4. Stage3 - 参数分割

DeepSpeedEngine 引擎中,会根据配置创建对应阶段的优化器实例, Stage-3 阶段对应的优化器是类 DeepSpeedZeroOptimizer_Stage3 , 我们从这个类开始下钻分析。

4.1. DeepSpeedZeroOptimizer_Stage3

先看下这个类来自哪里,

from deepspeed.runtime.zero.stage3 import DeepSpeedZeroOptimizer_Stage3

接下来,看下这个类的 __init__ 方法,

def __init__(
    self,
    module,   # 待处理的模型
    init_optimizer,  # 基础优化器
    timers,
    ds_config,  # 配置信息
    static_loss_scale=1.0,
    dynamic_loss_scale=False,
    dynamic_loss_args=None,
    verbose=True,
    contiguous_gradients=True,
    reduce_bucket_size=500000000,
    prefetch_bucket_size=50000000,
    max_reuse_distance=1000000000,
    max_live_parameters=1000000000,
    param_persistence_threshold=100000,
    model_persistence_threshold=sys.maxsize,
    dp_process_group=None,
    reduce_scatter=True,
    overlap_comm=False,
    offload_optimizer_config=None,
    offload_param_config=None,
    sub_group_size=1000000000000,
    mpu=None,
    clip_grad=0.0,
    gradient_accumulation_dtype=torch.float32,
    communication_data_type=torch.float16,
    postscale_gradients=True,
    gradient_predivide_factor=1.0,
    gradient_accumulation_steps=1,
    elastic_checkpoint=False,
    aio_config=None,
    all2all_process_group=None,
    zero_hpz_partition_size=1,
    zero_quantized_weights=False,
    zero_quantized_nontrainable_weights=False,
):

 ...
 self.optimizer = init_optimizer  # 基础优化器,可能是 torch的优化器对象
 ...

 # 参数的处理核心逻辑在这里
 # self.parameter_offload 是一个 DeepSpeedZeRoOffload 对象
 self.parameter_offload : DeepSpeedZeRoOffload = self.initialize_ds_offload(
        module=module,
        timers=timers,
        ds_config=ds_config,
        overlap_comm=overlap_comm,
        prefetch_bucket_size=prefetch_bucket_size,
        max_reuse_distance=max_reuse_distance,
        max_live_parameters=max_live_parameters,
        param_persistence_threshold=param_persistence_threshold,
        model_persistence_threshold=model_persistence_threshold,
        offload_param_config=offload_param_config,
        mpu=mpu,
        zero_param_parallel_group=zero_param_parallel_group,
        zero_quantized_weights=zero_quantized_weights,
        zero_quantized_nontrainable_weights=zero_quantized_nontrainable_weights)

 ...

顺着跟踪,看下类方法 initialize_ds_offload 的实现, 它其实就只是创建了一个 DeepSpeedZeRoOffload 的对象。
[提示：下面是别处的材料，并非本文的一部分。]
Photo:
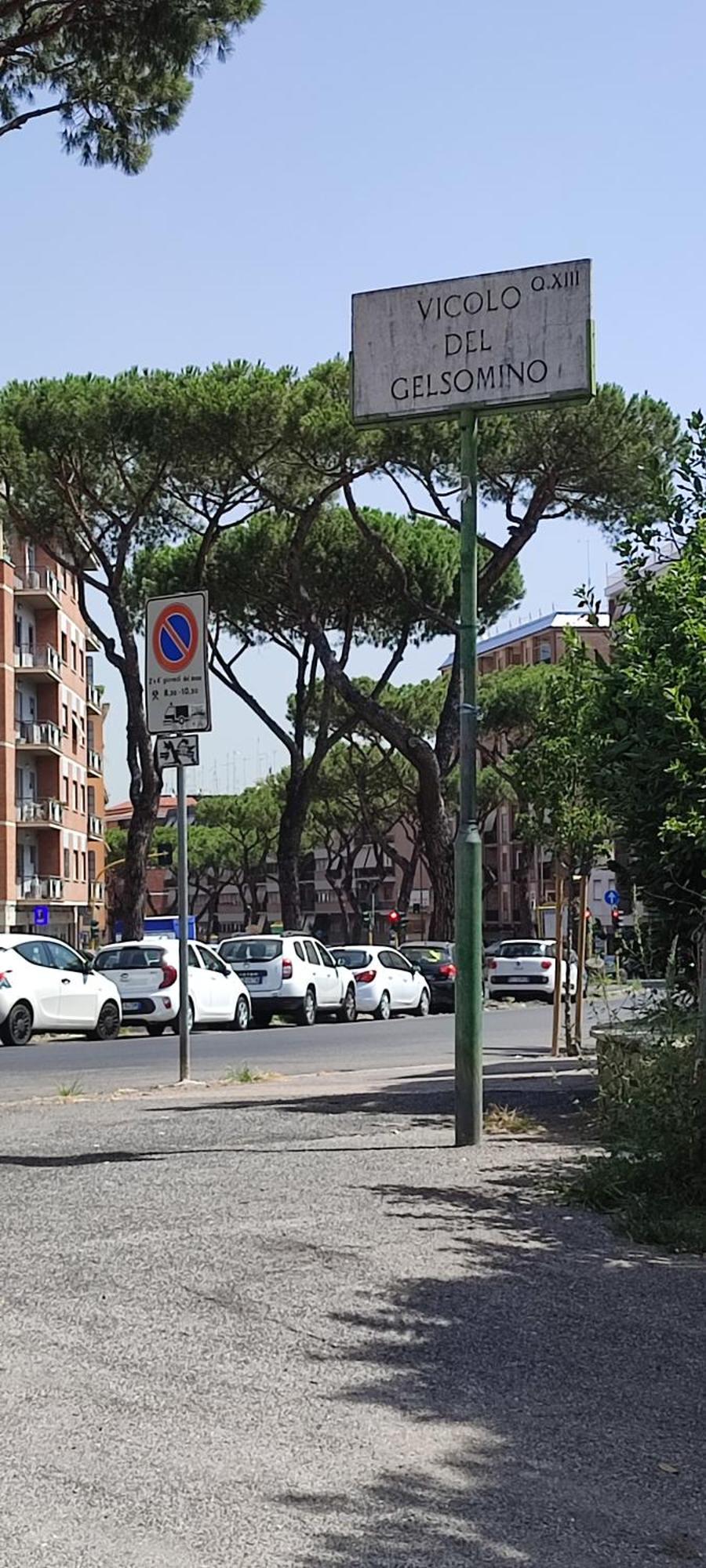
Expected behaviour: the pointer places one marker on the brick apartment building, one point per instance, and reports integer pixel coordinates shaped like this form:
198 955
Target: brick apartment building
53 753
539 642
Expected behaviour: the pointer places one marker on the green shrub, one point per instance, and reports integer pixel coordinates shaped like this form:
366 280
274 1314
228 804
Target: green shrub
652 1119
647 1098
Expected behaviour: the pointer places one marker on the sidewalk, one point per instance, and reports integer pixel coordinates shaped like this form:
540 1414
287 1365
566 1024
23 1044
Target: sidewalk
305 1332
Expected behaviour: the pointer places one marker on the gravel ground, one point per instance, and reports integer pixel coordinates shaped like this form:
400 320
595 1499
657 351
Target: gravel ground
319 1337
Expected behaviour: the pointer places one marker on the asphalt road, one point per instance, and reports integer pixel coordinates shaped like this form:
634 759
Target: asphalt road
140 1062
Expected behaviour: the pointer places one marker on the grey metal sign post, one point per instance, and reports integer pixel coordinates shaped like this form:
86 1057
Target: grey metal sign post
176 684
515 339
183 910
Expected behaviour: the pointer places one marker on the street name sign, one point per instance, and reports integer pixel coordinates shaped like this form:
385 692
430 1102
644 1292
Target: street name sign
176 664
514 339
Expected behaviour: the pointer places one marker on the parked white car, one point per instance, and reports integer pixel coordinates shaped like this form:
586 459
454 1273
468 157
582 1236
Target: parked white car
147 976
387 982
528 968
46 985
291 975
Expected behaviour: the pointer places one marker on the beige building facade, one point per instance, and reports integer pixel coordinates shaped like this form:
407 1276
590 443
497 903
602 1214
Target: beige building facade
53 714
def initialize_ds_offload(
    self,
    module,
    timers,
    ds_config,
    overlap_comm,
    prefetch_bucket_size,
    max_reuse_distance,
    max_live_parameters,
    param_persistence_threshold,
    model_persistence_threshold,
    offload_param_config,
    mpu,
    zero_param_parallel_group,
    zero_quantized_weights,
    zero_quantized_nontrainable_weights,
):
    return DeepSpeedZeRoOffload(module=module,
                                timers=timers,
                                ds_config=ds_config,
                                overlap_comm=overlap_comm,
                                prefetch_bucket_size=prefetch_bucket_size,
                                max_reuse_distance=max_reuse_distance,
                                max_live_parameters=max_live_parameters,
                                param_persistence_threshold=param_persistence_threshold,
                                model_persistence_threshold=model_persistence_threshold,
                                offload_param_config=offload_param_config,
                                mpu=mpu,
                                zero_param_parallel_group=zero_param_parallel_group,
                                zero_quantized_weights=zero_quantized_weights,
                                zero_quantized_nontrainable_weights=zero_quantized_nontrainable_weights)

4.2. DeepSpeedZeRoOffload

Stage3 中对参数划分的的核心逻辑在 类 DeepSpeedZeRoOffload 中实现, 这个类在文件 deepspeed.runtime.zero.parameter_offload 中, 同样,查看这个类的初始化方法。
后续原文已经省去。